There was discussion on what was considered to be a “gentleman’s agreement” concerning Tribal Employment Rights Ordinance fees. With this agreement, Tribal Employment Rights Ordinance fees have been waived on any local projects when Leech Lake Band of Ojibwe and/or Cass County are the only source of funds. Anderson suggested this “gentleman’s agreement” be placed in writing and the board and council motion and approve waiving these fees. It was mentioned by Leech Lake’s Laurie Harper that this agreement needs to be a larger discussion with the Tribal Council, therefore no motion was made or approved.

During the Human Services and Public Health update portion of the meeting Earl Robinson with Leech Lake Band of Ojibwe shared the collaboration of the drive-thru flu vaccines at the Cedar Lakes event center went very well and when the COVID-19 vaccine becomes available there would be another drive-thru event.
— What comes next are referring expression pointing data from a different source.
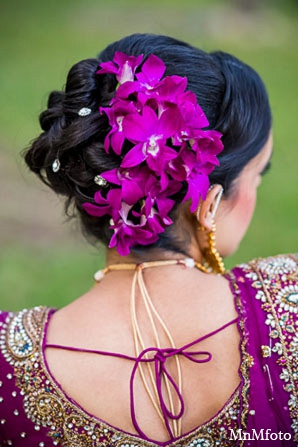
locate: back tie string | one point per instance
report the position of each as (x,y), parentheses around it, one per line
(159,360)
(159,384)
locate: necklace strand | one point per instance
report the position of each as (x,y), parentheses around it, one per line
(174,426)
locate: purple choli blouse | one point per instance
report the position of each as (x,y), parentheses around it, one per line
(35,411)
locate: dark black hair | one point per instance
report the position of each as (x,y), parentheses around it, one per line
(230,92)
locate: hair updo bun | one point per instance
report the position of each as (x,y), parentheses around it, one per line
(231,94)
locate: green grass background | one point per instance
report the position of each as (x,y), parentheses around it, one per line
(41,39)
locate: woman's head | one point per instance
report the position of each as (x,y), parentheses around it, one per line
(230,93)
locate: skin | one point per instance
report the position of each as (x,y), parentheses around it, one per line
(100,319)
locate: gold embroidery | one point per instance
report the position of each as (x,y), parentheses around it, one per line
(46,405)
(278,276)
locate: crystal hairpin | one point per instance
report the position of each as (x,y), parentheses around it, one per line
(56,165)
(100,181)
(84,111)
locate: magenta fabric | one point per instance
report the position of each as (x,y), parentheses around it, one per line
(271,400)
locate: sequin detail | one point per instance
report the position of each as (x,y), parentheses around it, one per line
(47,407)
(275,281)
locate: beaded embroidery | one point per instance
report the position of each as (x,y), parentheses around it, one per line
(275,281)
(46,405)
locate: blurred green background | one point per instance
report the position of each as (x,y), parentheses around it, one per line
(43,259)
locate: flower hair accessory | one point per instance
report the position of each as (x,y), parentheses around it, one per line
(157,129)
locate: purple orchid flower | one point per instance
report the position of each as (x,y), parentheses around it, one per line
(150,135)
(127,234)
(109,205)
(171,146)
(115,138)
(123,66)
(132,181)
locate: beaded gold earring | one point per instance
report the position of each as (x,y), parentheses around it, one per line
(213,262)
(211,255)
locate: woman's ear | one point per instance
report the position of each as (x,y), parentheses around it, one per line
(207,208)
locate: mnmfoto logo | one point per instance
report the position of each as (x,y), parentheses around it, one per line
(262,435)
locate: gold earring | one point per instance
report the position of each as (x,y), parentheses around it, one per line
(211,255)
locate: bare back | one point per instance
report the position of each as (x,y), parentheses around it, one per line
(191,303)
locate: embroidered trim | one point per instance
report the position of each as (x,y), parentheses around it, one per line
(278,294)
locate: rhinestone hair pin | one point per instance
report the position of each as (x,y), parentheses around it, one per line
(56,165)
(84,111)
(100,181)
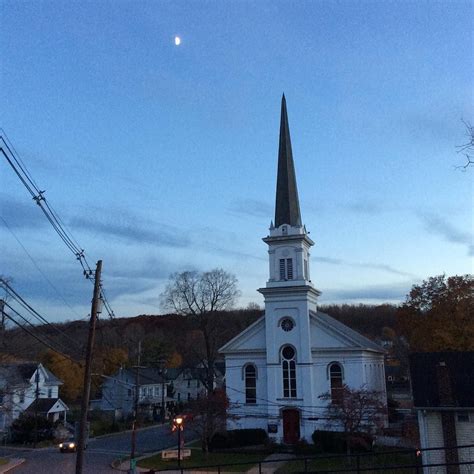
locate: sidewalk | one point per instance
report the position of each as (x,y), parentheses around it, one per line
(13,462)
(274,463)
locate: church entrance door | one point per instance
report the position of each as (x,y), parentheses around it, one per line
(291,426)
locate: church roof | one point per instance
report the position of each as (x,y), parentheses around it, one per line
(287,207)
(342,337)
(346,331)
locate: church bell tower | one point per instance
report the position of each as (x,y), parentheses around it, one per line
(289,293)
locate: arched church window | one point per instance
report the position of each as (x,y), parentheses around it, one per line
(250,374)
(288,364)
(286,269)
(336,379)
(287,324)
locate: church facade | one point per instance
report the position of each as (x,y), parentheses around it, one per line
(277,368)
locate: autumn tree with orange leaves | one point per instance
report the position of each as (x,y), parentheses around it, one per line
(438,315)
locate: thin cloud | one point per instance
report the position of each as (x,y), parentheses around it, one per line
(437,225)
(251,207)
(382,293)
(132,232)
(371,266)
(365,207)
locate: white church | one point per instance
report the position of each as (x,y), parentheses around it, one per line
(277,368)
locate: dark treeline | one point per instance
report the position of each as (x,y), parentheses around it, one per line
(172,333)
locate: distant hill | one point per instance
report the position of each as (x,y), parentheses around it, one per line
(176,331)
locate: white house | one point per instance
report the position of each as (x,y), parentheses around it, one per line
(278,367)
(443,395)
(155,387)
(118,392)
(24,382)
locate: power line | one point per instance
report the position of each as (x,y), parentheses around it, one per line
(11,318)
(19,168)
(38,268)
(32,311)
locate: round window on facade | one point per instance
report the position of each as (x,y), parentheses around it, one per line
(288,353)
(287,324)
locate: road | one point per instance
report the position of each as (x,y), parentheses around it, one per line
(97,457)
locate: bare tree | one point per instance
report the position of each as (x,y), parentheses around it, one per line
(215,406)
(356,411)
(467,149)
(203,296)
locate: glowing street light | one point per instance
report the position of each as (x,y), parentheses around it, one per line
(178,423)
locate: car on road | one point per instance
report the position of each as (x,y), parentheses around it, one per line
(68,445)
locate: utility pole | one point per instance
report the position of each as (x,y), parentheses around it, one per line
(163,372)
(87,371)
(36,405)
(135,410)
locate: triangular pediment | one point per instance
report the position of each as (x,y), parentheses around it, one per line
(250,339)
(328,333)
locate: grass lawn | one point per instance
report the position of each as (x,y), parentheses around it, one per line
(340,463)
(198,459)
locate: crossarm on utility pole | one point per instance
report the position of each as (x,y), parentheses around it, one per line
(87,371)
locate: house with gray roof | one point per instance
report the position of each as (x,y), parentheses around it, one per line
(29,384)
(277,369)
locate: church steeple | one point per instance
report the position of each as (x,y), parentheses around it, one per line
(287,207)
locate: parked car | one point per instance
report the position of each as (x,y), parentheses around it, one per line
(68,445)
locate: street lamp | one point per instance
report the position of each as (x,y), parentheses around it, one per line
(178,421)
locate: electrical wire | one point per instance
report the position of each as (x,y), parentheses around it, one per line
(10,291)
(19,168)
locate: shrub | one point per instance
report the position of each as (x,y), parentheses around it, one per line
(238,438)
(336,441)
(330,441)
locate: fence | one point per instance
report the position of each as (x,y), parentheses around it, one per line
(404,461)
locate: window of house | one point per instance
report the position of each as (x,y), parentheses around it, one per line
(250,384)
(288,356)
(286,269)
(463,417)
(335,376)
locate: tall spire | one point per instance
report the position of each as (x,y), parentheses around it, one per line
(287,208)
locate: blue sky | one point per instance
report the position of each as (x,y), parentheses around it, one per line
(162,158)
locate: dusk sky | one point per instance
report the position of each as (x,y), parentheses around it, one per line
(161,157)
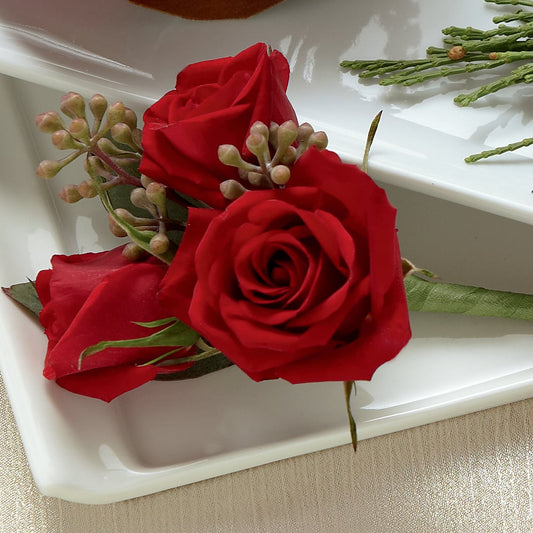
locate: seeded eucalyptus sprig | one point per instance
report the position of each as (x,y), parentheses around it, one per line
(111,145)
(467,50)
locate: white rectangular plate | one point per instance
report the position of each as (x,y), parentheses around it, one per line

Another item discussed was the establishment of an emergency youth shelter, which was put on hold due to the pandemic. When this shelter is completed, plans are to utilize Bush Grant funds received to purchase furniture for this shelter.

The final report of the joint meeting was on the environment and land management. Environmental Service Department Director John Ringle, noting the collaboration between the county and Leech Lake Band of Ojibwe concerning the recycling bins, said when unsupervised recycling sites got problematic and the City of Cass Lake decided to terminate offering recycling bins, Leech Lake Band of Ojibwe stepped up and let the county place bins at the Cass Lake Transfer Station so residents in the area didn’t have to travel to recycle. Some of the 2021 goals are to collaborate more on the recycling issue at Cass Lake Transfer Station and to continue to work together on the prevention of Aquatic Invasive Species.

Stevenson wrapped the meeting up by sharing the collaboration of absentee voting at Leech Lake Band of Ojibwe Government Center went very well and most employees spent extra hours to allow residents flexibility for voting. It was also noted an increase of communication within the reservation boundary needed to be considered, as with most townships opting for mail-in ballots due to COVID-19, residents didn’t realize voting couldn’t be conducted in person. One possible option to consider would be offering in-person voting at area community centers for those residents.